I should mention that my Dad is the oddest person I’ve ever met. He is and has always been a quantum person: blip! he’s here, joking, laughing, fully engaged and charismatic in the way men who claim membership in the “Smiling Irish Bastard Hall of Fame” can be. (I have next to no idea where my family actually hails from, it’s just the phrase and the similarity that matter most here, not the documented truth.)
Then, in a minute–blip! Gone. He still stands in front of you, or next to you, but in an instant his mind has gone somewhere completely alien and unreachable to you. Someone once wrote of Dean Martin that he must be either the deepest soul on the planet, so elusive was he, or that he was the shallowest. I’m never really sure of either, but the two do share an ethos of being phenomenally elusive people as hard to hit square on as Linnie Patrick coming through the hole. Years can pass without any real, substantive information being exchanged in conversation, and I have, on occasion, written down what I know about my dad using notebook pad. I don’t get past the second page. There is not enough information to fill the pages, thus saving the world from the 3,923,918th anguished daddy-issues bildungsroman.

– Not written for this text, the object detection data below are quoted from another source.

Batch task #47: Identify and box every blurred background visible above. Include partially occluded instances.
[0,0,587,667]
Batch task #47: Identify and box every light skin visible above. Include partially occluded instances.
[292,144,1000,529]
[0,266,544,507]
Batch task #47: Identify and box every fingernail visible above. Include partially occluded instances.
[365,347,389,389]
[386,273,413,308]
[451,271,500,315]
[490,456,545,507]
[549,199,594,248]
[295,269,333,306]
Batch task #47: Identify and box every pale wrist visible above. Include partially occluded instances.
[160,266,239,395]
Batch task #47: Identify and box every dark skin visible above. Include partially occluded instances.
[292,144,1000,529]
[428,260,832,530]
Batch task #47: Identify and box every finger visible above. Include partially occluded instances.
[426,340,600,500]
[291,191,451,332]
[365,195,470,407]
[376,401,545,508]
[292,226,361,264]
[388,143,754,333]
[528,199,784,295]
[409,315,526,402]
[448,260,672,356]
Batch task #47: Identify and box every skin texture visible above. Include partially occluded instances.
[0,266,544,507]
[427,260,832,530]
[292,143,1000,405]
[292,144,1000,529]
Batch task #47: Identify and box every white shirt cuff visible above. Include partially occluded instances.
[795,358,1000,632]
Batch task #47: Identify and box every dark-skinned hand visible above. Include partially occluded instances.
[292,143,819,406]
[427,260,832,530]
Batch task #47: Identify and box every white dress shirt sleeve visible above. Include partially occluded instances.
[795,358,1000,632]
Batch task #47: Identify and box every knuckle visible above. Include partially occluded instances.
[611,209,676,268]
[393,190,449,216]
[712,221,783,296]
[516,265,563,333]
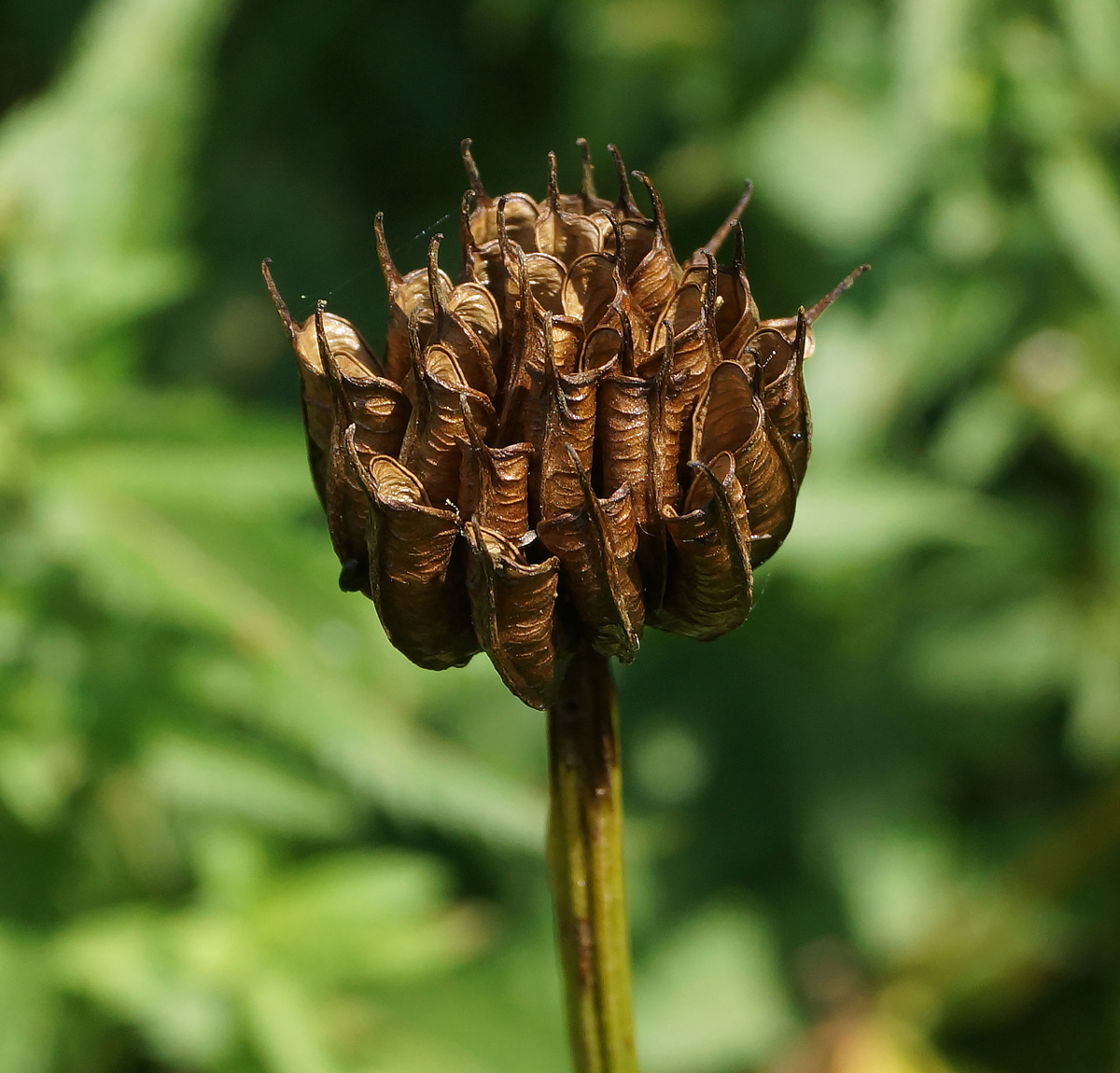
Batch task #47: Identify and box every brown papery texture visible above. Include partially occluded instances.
[262,140,866,709]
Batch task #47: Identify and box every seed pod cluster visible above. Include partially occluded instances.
[263,141,862,708]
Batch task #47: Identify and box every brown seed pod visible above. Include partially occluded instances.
[262,146,866,708]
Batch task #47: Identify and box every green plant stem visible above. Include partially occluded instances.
[548,644,637,1073]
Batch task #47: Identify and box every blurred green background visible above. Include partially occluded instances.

(You all owe him a note of thanks. I forward them on for you happily.)
Linnie Patrick is a deliberate reference here: Linnie played for Alabama and was quicksilver in cleats when Bear Bryant coached at the University of Alabama. My father met Bryant once–possibly more, but again, information here is scarce–through the equally vaguely defined relationship my grandfather claimed with Bryant. All I know is my grandfather, a horse-trainer who shuttled around the country from track to track, knew Bryant in some degree and had enough of a connection to wangle a visit and (apocryphally) a scholarship offer for my aunt. I’d love to elaborate, but I can’t. That is all I know, leading to the endless stream of qualifiers, parentheses, and limiting modifiers. I don’t know much, and like 99.9 percent of history, it has evaporated into an oblivion of forgetting, half-memory, or denial.